CSCI 497P/597P Project 4

Overview

In this short assignment, you will implement calibrated photometric stereo as discussed in Lecture 20.

Tasks

  1. Run download.sh (or download the file linked within) and extract its contents into the data/ directory.

  2. Implement calibrated_gray, which takes a list of images and a matrix of light vectors and returns surface normals and albedos for the scene.

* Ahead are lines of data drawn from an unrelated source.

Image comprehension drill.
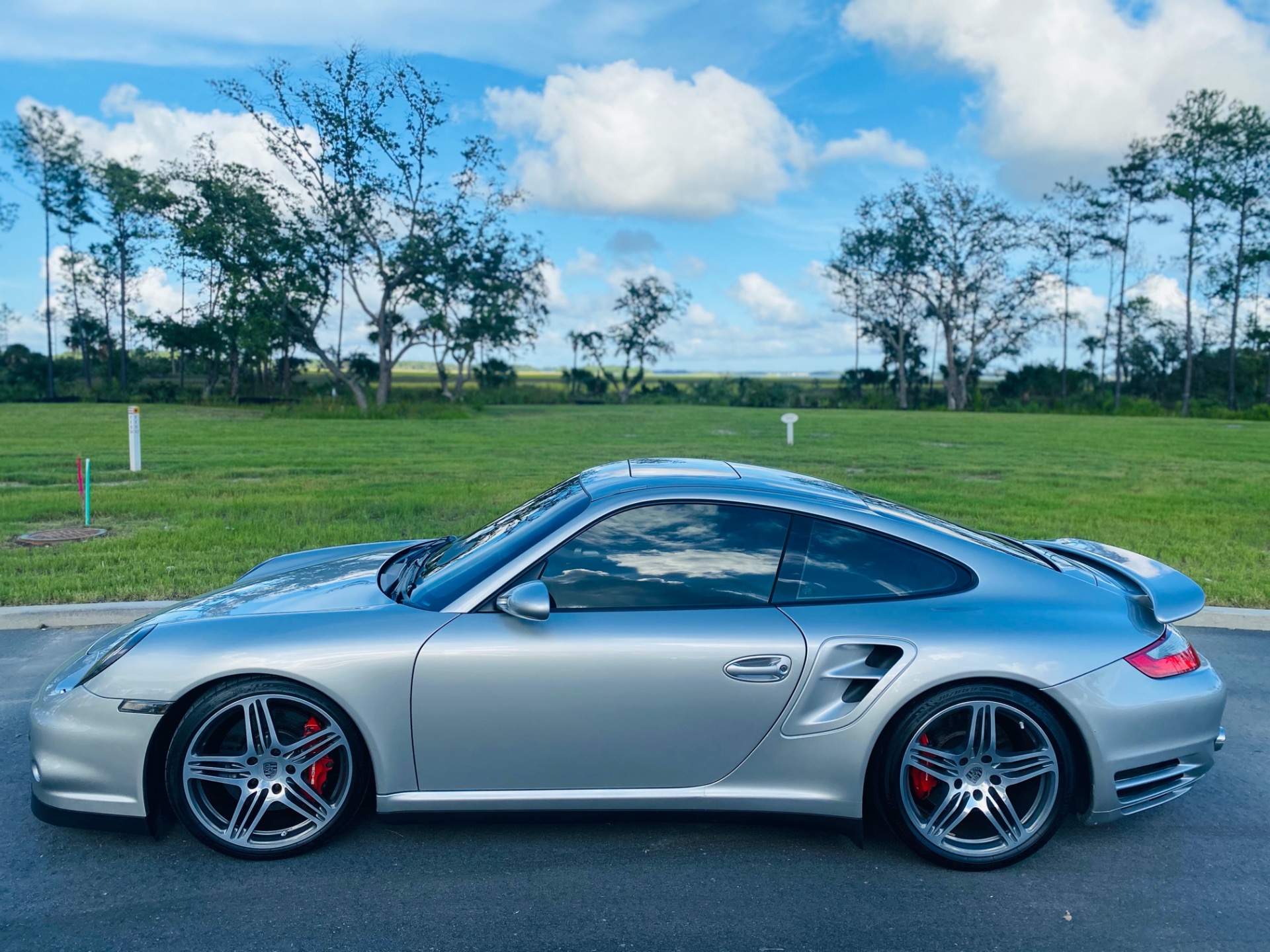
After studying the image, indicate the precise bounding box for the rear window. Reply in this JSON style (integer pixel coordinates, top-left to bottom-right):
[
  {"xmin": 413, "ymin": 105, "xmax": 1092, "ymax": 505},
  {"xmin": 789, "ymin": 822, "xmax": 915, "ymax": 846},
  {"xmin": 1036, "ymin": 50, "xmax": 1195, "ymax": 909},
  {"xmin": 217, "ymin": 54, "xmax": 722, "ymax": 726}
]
[{"xmin": 775, "ymin": 516, "xmax": 972, "ymax": 603}]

  3. Implement calibrated_color, which handles color images. You are free to handle the 3-channel case how you like. One approach given in the lecture slides is to solve for N using a single channel or grayscale image then solve for each albedo channel with N fixed. Another approach would be to compute normals and albedos for all three channels and average the normals together.

Results

You should achieve results on cat, lizard, and tentacle_rendered similar to the ones shown here.

Extra Credit

There is no 597-only component of this project. Extra credit is available for implementing extensions, including:

Submission

  1. Make sure that running python ps.py generates at least the images corresponding to those shown in the Results section above.
  2. If you did any extra credit, describe what you did in readme.txt. Running your code as above should also produce any relevant result images. If you use any input data not provided via download.sh, include it in your repository.
  3. Include the number of hours spent in hours.txt.
  4. Push all changes to github.

Grading

This assignment is out of 30 points. 20 points will be awarded for grayscale results, and 10 points for working color results. Deductions may be made for missing results, coding style, submission mechanics.